What DID NOT work for me:
-Turning off protein skimmer for 12 hours a day in hopes to increase nutrient levels.
-Vacuuming cyano off sand bed. The cyano was so thick, all I was doing was pulling out a ton of sand.
-Changing out filter socks as often as possible
-Microbacter 7
-3 day blackout periods
-Reducing the intensity of lights across all spectrums
What DID work for me:
-Dosing nitrates to consistently keep levels at 10ppm (corals also looked happier)

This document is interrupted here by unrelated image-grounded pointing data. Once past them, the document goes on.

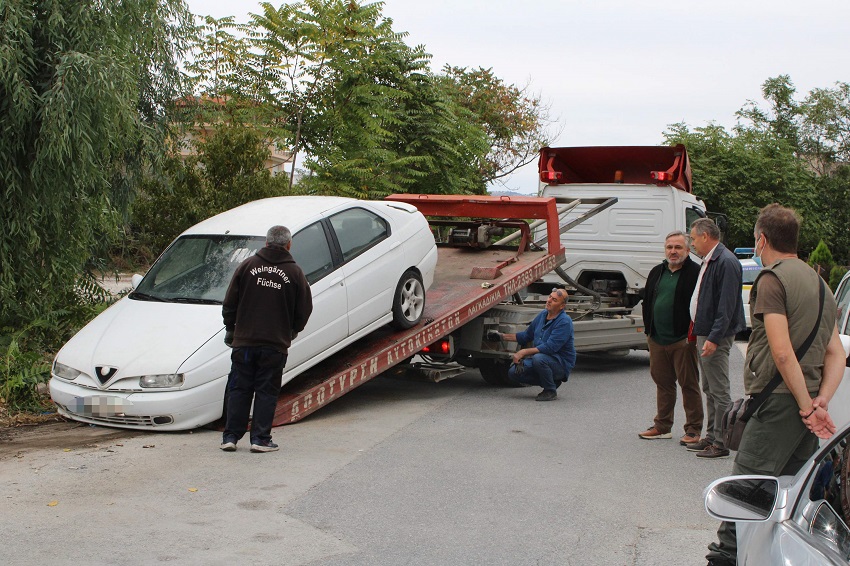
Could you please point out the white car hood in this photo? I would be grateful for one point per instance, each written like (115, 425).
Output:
(142, 337)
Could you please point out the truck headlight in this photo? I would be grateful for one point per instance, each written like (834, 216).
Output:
(161, 380)
(65, 372)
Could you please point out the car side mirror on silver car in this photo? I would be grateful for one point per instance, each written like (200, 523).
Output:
(742, 498)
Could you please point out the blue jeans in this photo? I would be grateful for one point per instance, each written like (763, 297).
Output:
(255, 375)
(540, 369)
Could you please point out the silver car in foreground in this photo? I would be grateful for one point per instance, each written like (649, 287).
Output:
(790, 521)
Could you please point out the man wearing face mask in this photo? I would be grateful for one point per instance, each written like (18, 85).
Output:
(717, 310)
(785, 303)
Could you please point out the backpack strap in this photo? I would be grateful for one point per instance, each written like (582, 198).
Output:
(761, 397)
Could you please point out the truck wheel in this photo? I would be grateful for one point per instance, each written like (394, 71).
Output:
(495, 372)
(408, 301)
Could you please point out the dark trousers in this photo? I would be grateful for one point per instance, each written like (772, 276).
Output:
(668, 365)
(540, 369)
(255, 375)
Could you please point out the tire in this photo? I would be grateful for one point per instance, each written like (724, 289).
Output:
(408, 300)
(495, 372)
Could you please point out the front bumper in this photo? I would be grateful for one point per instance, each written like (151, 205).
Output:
(148, 410)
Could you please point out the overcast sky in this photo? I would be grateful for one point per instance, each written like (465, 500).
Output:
(618, 72)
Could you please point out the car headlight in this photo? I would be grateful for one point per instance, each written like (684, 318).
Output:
(161, 380)
(65, 372)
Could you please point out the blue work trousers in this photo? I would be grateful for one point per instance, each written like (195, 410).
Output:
(255, 375)
(540, 369)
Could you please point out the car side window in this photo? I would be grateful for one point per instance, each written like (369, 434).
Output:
(842, 297)
(312, 253)
(357, 230)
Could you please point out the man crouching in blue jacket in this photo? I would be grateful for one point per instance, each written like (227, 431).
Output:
(552, 353)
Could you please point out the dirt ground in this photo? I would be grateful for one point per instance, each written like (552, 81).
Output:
(53, 432)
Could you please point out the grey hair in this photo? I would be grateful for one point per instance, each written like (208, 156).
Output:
(278, 236)
(704, 226)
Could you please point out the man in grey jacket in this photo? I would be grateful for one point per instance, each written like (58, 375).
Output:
(717, 310)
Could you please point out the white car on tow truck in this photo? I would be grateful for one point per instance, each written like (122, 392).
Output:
(156, 360)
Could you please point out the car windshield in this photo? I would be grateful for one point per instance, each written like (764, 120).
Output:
(196, 269)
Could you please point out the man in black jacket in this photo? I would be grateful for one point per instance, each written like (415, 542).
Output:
(267, 304)
(672, 357)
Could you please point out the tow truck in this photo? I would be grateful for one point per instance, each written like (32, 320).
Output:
(495, 269)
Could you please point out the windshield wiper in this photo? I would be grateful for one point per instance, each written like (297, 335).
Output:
(194, 300)
(145, 297)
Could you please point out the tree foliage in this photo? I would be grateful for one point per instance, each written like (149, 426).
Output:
(516, 122)
(83, 88)
(339, 87)
(788, 152)
(227, 170)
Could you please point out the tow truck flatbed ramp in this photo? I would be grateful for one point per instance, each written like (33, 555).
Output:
(453, 300)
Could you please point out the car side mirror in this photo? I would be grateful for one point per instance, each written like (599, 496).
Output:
(742, 498)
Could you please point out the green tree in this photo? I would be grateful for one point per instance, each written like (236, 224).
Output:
(339, 88)
(821, 258)
(516, 122)
(227, 170)
(83, 92)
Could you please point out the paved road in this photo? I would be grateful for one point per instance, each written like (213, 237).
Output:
(396, 472)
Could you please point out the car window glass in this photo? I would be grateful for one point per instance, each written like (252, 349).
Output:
(829, 526)
(692, 214)
(842, 297)
(312, 253)
(749, 273)
(357, 230)
(198, 268)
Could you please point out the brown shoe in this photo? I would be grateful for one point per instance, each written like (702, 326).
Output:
(654, 434)
(689, 439)
(713, 452)
(698, 446)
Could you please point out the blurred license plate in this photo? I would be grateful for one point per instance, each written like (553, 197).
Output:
(101, 406)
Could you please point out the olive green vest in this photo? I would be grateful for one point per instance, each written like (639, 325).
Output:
(801, 306)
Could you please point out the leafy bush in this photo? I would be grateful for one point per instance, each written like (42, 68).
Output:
(26, 353)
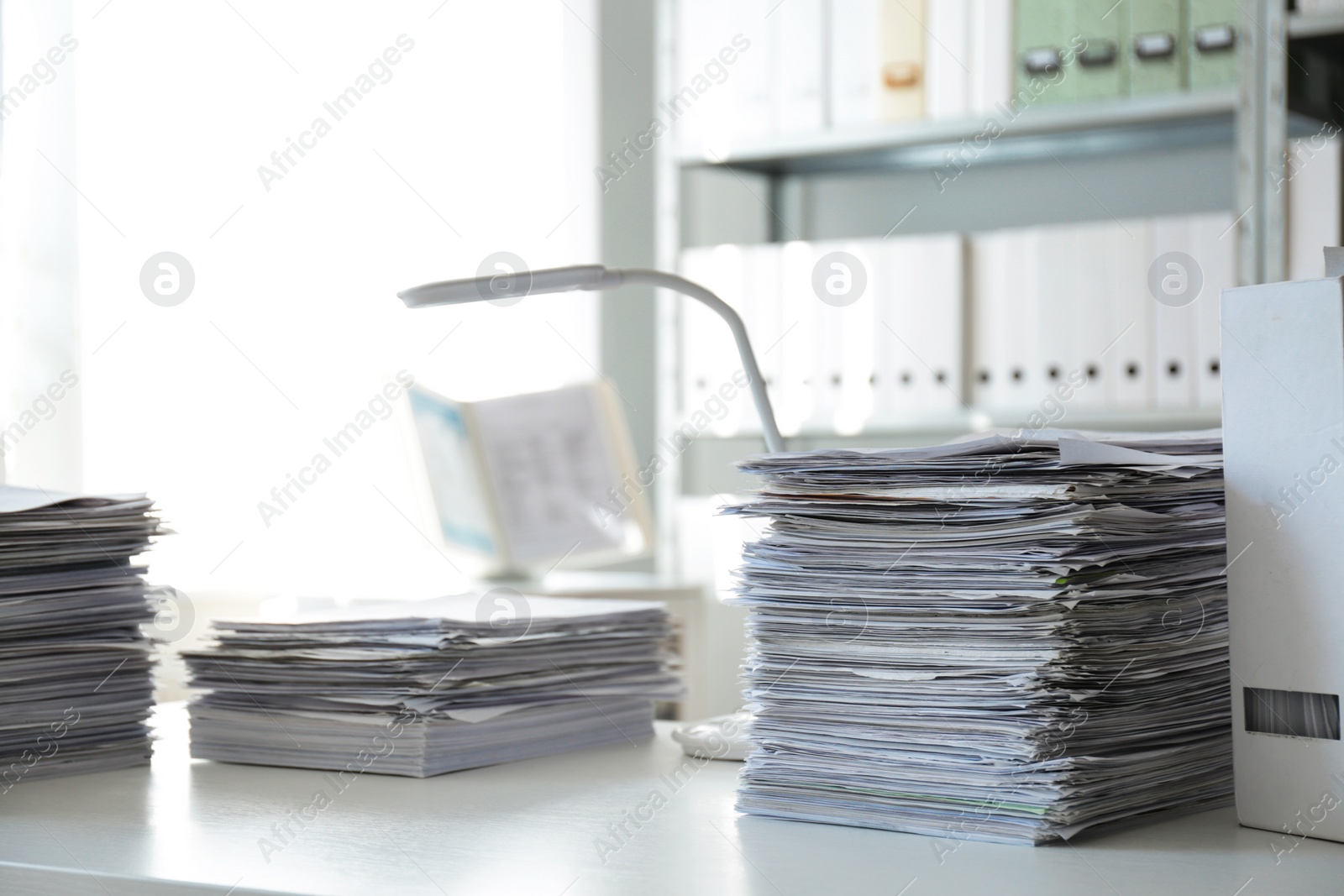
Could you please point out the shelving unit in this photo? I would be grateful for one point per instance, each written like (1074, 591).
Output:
(1032, 134)
(1222, 147)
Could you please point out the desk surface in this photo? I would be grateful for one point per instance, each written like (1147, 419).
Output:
(186, 826)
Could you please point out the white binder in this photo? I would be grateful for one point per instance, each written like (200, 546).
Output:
(855, 62)
(1126, 364)
(1005, 343)
(1099, 288)
(1314, 208)
(797, 338)
(764, 315)
(1059, 296)
(1023, 383)
(749, 76)
(857, 347)
(949, 58)
(991, 54)
(1175, 325)
(927, 275)
(830, 325)
(709, 352)
(1215, 248)
(800, 67)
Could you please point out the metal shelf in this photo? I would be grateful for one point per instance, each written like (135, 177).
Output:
(1038, 132)
(1317, 26)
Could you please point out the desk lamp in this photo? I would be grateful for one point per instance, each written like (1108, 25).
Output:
(585, 277)
(722, 738)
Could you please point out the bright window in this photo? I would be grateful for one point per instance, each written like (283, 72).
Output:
(308, 160)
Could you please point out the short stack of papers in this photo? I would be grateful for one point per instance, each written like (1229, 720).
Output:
(76, 665)
(1008, 638)
(423, 688)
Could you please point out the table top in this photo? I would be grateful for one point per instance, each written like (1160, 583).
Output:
(554, 828)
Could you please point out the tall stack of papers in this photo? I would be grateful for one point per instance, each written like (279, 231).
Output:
(427, 687)
(1007, 638)
(74, 663)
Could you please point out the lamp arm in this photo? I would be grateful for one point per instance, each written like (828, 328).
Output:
(773, 441)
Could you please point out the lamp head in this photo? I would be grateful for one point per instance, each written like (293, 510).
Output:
(510, 285)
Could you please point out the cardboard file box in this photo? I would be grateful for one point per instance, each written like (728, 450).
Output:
(1284, 443)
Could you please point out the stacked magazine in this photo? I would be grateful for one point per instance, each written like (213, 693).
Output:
(74, 661)
(1005, 638)
(421, 688)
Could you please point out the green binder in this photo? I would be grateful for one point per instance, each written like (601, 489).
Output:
(1042, 33)
(1213, 35)
(1156, 46)
(1101, 69)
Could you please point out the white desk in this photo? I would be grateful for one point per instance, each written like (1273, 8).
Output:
(531, 828)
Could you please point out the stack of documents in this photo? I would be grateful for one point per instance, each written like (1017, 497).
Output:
(74, 663)
(1007, 638)
(427, 687)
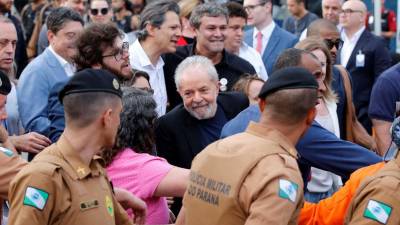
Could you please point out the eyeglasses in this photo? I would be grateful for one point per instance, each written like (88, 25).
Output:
(119, 52)
(349, 11)
(333, 43)
(102, 11)
(252, 7)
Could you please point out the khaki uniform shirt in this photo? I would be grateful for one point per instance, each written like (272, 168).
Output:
(58, 188)
(249, 178)
(10, 164)
(377, 200)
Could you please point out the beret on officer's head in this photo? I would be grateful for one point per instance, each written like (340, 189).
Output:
(91, 80)
(5, 84)
(288, 78)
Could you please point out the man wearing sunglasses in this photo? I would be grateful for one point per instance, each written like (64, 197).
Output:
(100, 11)
(363, 54)
(100, 46)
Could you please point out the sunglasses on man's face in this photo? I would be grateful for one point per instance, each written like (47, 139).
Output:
(103, 11)
(333, 43)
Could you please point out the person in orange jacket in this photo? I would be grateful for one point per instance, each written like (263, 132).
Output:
(333, 210)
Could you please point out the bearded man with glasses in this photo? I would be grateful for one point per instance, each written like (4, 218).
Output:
(363, 54)
(100, 46)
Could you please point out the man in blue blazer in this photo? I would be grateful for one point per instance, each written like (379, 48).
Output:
(54, 65)
(363, 54)
(266, 36)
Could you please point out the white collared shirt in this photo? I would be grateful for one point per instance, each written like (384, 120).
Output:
(348, 45)
(69, 68)
(254, 58)
(140, 61)
(266, 32)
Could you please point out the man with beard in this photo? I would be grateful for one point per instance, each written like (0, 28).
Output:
(159, 32)
(44, 72)
(210, 23)
(66, 184)
(21, 57)
(191, 126)
(99, 46)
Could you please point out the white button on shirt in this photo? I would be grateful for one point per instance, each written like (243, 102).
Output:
(349, 45)
(69, 68)
(266, 32)
(140, 61)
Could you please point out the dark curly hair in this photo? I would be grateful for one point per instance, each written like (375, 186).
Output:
(93, 42)
(136, 129)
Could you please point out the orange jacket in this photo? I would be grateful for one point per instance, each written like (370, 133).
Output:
(332, 211)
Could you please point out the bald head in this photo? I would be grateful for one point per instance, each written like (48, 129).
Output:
(353, 16)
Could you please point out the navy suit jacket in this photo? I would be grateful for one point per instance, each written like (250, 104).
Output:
(377, 60)
(279, 41)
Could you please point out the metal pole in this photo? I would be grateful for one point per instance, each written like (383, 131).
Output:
(398, 28)
(378, 17)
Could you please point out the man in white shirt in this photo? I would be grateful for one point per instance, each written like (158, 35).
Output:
(159, 32)
(234, 39)
(266, 37)
(363, 54)
(54, 65)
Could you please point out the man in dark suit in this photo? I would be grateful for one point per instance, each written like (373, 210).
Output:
(191, 126)
(266, 36)
(363, 54)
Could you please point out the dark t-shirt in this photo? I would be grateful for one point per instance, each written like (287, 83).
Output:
(385, 94)
(210, 129)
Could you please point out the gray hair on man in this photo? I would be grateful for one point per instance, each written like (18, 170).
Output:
(195, 62)
(154, 14)
(210, 9)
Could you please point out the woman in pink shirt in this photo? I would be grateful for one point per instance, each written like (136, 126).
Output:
(132, 163)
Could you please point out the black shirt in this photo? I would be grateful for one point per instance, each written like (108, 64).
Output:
(231, 68)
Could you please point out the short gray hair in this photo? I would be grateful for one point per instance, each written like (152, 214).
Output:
(60, 16)
(210, 9)
(154, 14)
(201, 62)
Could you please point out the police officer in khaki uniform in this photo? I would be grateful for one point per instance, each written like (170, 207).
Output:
(377, 200)
(65, 183)
(253, 177)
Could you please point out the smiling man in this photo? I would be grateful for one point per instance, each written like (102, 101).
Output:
(160, 30)
(210, 23)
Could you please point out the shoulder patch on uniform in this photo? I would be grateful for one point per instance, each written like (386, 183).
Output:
(288, 190)
(377, 211)
(35, 197)
(6, 151)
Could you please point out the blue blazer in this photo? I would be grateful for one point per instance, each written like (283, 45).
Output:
(377, 60)
(33, 89)
(279, 41)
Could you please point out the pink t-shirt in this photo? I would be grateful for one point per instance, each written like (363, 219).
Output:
(140, 173)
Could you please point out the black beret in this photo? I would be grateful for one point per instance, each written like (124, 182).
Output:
(288, 78)
(91, 80)
(5, 84)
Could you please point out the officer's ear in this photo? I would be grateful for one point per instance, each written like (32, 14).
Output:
(261, 104)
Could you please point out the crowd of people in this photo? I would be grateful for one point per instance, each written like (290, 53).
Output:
(192, 112)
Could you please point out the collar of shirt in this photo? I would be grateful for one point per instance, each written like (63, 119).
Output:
(355, 37)
(266, 31)
(81, 170)
(68, 67)
(142, 57)
(273, 135)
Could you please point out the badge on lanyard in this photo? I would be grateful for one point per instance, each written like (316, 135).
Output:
(360, 59)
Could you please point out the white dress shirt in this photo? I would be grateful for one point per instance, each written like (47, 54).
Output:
(140, 61)
(348, 45)
(266, 34)
(254, 58)
(69, 68)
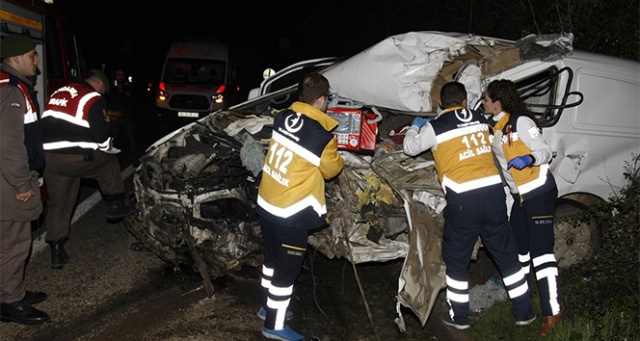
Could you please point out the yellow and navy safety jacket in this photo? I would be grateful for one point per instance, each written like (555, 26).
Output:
(463, 156)
(74, 120)
(302, 154)
(529, 180)
(32, 130)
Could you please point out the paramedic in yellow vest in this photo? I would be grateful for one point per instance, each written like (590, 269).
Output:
(302, 154)
(21, 159)
(524, 156)
(476, 206)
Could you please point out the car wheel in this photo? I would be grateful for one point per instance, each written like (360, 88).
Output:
(576, 238)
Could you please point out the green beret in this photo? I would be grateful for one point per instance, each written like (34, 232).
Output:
(16, 45)
(103, 78)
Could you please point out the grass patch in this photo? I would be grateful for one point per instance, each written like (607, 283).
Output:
(601, 298)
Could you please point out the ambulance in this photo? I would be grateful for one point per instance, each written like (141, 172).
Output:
(196, 80)
(60, 55)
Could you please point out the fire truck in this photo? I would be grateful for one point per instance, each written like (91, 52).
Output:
(56, 43)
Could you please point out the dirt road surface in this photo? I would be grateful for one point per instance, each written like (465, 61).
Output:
(114, 289)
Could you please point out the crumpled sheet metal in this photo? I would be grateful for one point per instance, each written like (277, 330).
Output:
(400, 71)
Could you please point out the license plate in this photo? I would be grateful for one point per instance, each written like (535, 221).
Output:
(187, 114)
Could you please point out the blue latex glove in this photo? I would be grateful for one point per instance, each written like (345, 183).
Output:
(420, 121)
(520, 162)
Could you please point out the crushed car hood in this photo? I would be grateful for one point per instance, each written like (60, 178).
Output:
(196, 188)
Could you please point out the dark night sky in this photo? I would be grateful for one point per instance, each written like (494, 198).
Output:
(261, 34)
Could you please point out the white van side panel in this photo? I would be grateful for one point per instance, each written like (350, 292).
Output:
(597, 138)
(593, 141)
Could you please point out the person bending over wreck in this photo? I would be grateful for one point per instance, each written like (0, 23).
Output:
(302, 154)
(476, 202)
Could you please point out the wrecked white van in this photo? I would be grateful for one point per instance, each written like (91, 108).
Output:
(195, 189)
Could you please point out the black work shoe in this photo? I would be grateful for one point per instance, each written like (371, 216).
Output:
(446, 319)
(59, 256)
(22, 312)
(34, 297)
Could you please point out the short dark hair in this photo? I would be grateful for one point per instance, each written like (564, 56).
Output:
(311, 87)
(452, 94)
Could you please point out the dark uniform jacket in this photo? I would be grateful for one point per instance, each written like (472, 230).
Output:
(75, 122)
(302, 154)
(15, 173)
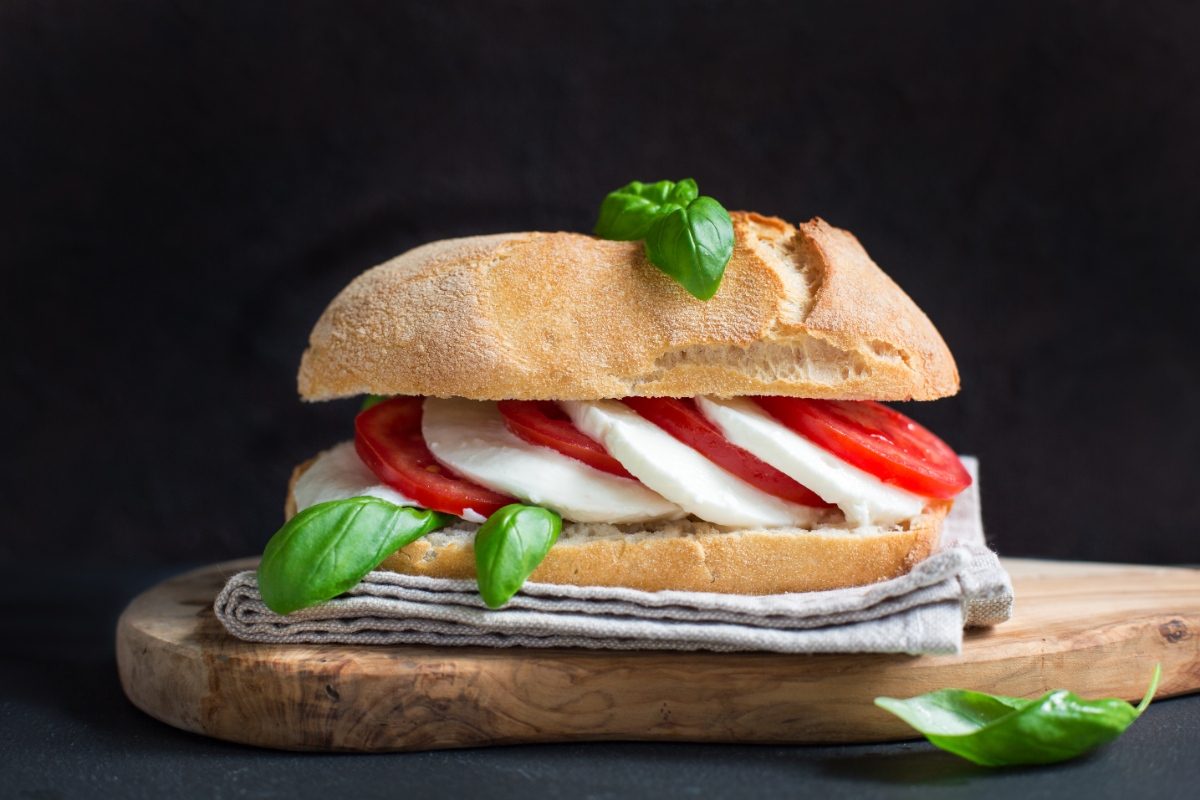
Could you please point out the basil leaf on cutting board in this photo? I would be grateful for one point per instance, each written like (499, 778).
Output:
(997, 731)
(510, 546)
(325, 549)
(688, 235)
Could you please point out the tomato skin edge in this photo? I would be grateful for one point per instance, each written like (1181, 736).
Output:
(682, 420)
(838, 427)
(529, 421)
(409, 467)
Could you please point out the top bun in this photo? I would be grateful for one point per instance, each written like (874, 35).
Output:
(802, 311)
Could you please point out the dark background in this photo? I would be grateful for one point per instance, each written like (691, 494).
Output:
(185, 185)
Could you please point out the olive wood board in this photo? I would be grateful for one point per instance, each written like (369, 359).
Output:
(1096, 629)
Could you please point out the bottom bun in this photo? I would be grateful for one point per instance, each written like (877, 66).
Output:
(694, 555)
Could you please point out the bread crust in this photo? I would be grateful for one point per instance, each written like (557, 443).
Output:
(803, 311)
(694, 557)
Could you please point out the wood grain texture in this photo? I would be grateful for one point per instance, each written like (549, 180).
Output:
(1095, 629)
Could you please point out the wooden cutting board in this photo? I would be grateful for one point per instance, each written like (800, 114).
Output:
(1096, 629)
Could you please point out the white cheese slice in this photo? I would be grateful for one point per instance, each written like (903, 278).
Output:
(862, 497)
(339, 474)
(471, 438)
(679, 473)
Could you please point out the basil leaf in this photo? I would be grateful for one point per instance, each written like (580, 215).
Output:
(997, 731)
(373, 400)
(693, 245)
(325, 549)
(510, 546)
(628, 212)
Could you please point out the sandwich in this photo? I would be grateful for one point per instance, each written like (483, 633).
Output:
(564, 408)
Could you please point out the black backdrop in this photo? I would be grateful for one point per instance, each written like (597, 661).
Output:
(185, 185)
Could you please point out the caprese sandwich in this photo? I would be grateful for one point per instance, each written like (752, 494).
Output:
(562, 408)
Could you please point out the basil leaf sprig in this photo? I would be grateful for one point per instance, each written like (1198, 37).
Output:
(997, 731)
(688, 235)
(325, 549)
(510, 546)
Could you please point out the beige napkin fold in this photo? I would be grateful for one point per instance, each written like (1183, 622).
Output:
(924, 612)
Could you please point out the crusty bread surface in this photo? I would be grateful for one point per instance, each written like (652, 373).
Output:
(691, 555)
(803, 311)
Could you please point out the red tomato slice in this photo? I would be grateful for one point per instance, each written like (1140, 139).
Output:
(683, 420)
(541, 422)
(388, 438)
(876, 439)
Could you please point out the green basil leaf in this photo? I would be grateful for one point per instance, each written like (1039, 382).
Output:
(510, 546)
(627, 214)
(325, 549)
(997, 731)
(693, 245)
(372, 400)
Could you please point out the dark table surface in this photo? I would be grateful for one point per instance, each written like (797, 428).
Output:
(66, 731)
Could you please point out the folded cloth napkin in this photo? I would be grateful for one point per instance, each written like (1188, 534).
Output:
(924, 612)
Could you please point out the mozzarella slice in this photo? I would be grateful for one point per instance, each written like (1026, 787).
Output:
(339, 474)
(862, 497)
(681, 474)
(471, 438)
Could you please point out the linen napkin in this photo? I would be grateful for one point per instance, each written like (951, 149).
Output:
(923, 612)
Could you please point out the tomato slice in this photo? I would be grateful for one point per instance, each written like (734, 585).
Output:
(541, 422)
(683, 420)
(388, 438)
(876, 439)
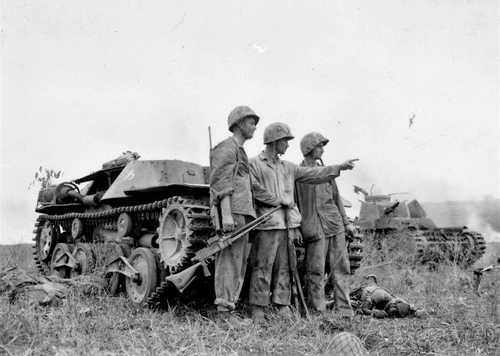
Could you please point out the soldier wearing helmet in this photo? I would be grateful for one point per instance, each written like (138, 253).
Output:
(231, 195)
(323, 228)
(273, 182)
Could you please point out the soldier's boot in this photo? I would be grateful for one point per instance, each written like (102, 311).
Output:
(257, 313)
(284, 310)
(222, 309)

-Using SunnyX's technique shown here https://www.reef2reef.com/threads/extreme-water-clarity-and-cyano-eradication-made-easy.916381/ I replaced the microbacter 7 with microbacter clean and dosed every other day. When dosing with MB clean, I followed the instructions exactly, along with Sunny's instructions, and let the mixture sit for 30 minutes to let the bacteria adhere to the calcium carbonate. I turned off protein skimmer and return pump for 4 hours, but kept the power heads on and dosed right into tank. After 15 minutes of letting the powerheads blow around the bacteria laced calcium carbonate, I turn them off for an hour to allow the mixture to settle on the rocks, glass, & sand bed. After the hour is up, I turn the powerhead on for an additional 3 hours. After this point, I now turn on the return pump and skimmer.
-Added a massive amount of amphipods and copepods to the system on 15 JAN
-Weekly water changes of 25%, increased from 10-15%
-Turn the protein skimmer on full blast
-Increase the MP40's speed by 15 during the nutrient transport cycle
The most noticeable change of the cyano starting to die off is:
-Dosing 4 tablespoons of phytoplankton every other day to increase the population of beneficial bacteria & increase pod populations (pods do not eat cyano, but are a fantastic CUC. They help to eradicate uneaten foods, that will raise phosphates over time, aiding in cyano growth).
Lessons learned from this experience:
1) I am fortunate to be self-employed and have all the time in the world to monitor corals during this outbreak. However, even with this dedication I still lost a handful of zoa's, 1 acan, 1 black widow anemone, and a LOT of snails. Within the first year of a sterile tank setup, I will add corals very slowly.
2) I will never do another blackout, I have no doubt the combination of cyano smothering my corals and reducing their food source has contributed to their demise.
3) I will never use MB7 again to help fight cyano. MB Clean is the clear winner by a mile.
4) I will never setup a dry, sterile system ever again without putting in live rock in the sump (from a sustainable source, obviously). The lack of bacteria in the system is asking for trouble down the line.
I really hope this helps everyone out and good luck in your cyano battles!